Лия посмотрела на меня с сочувственной улыбкой:
— Ты действительно еще наивная несозревшая личность…
— Нет, на самом деле — ответь, если ты созревшая, —
почти обиделся я.
— Потому что эти твои чувства и мысли временны и
иллюзорны. Иллюзорен не мир, а наше его восприятие. Сегодня кажется, что
незачем здесь находиться. Завтра узнаешь что-то новое, покажется, что есть
зачем. И так далее. Надо просто понимать, что все меняется. И не забивать
всякой херней голову.
К нам спустился тот же парень, что подходил к Лие, когда мы стояли с ней у барной стойки наверху:
— Лия, ты че,
мы тебя вообще потеряли…
Она затушила окурок:
— Ну и что такого? С одноклассником бывшим
встретилась, заболтались просто.
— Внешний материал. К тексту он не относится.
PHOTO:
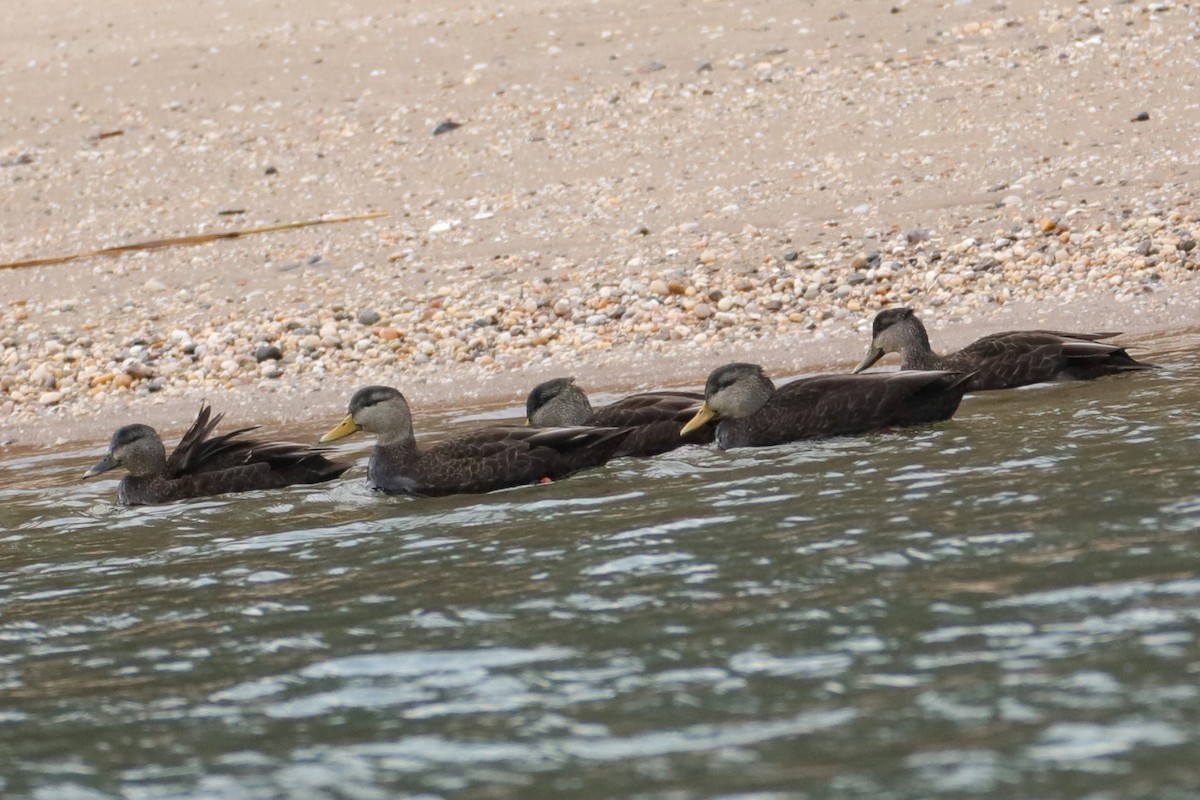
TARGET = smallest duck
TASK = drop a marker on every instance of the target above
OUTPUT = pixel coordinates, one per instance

Ладно, пока, — махнула мне рукой и пошла с
парнем по лестнице наверх. Пока она поднималась, я пялился на ее округлую «бразильскую» попку, форму
которой она умела выгодно подчеркнуть любым нарядом, и с пьяно-плотоядной
ревностью думал, что когда-то эта попка принадлежала мне, а сегодня, судя по
всему, будет принадлежать этому верзиле.
Я забрал из гардероба свою одежду и вышел из клуба.
Постоял несколько минут, вдыхая свежий морозный воздух, потом взял такси и
поехал домой.
7
С тех пор как я прекратил работу над новым романом,
а потом и вовсе удалил файл с ним со своего компьютера, я ничего не писал (не
считая журналистских текстов, конечно). Иногда казалось, что я больше не
писатель (да и был ли им — большой вопрос) и вряд ли когда-нибудь напишу что-то
еще. Но после встречи с Лией в ночном клубе неожиданно решил написать повесть
об Аиде, о буто и о событиях последних месяцев.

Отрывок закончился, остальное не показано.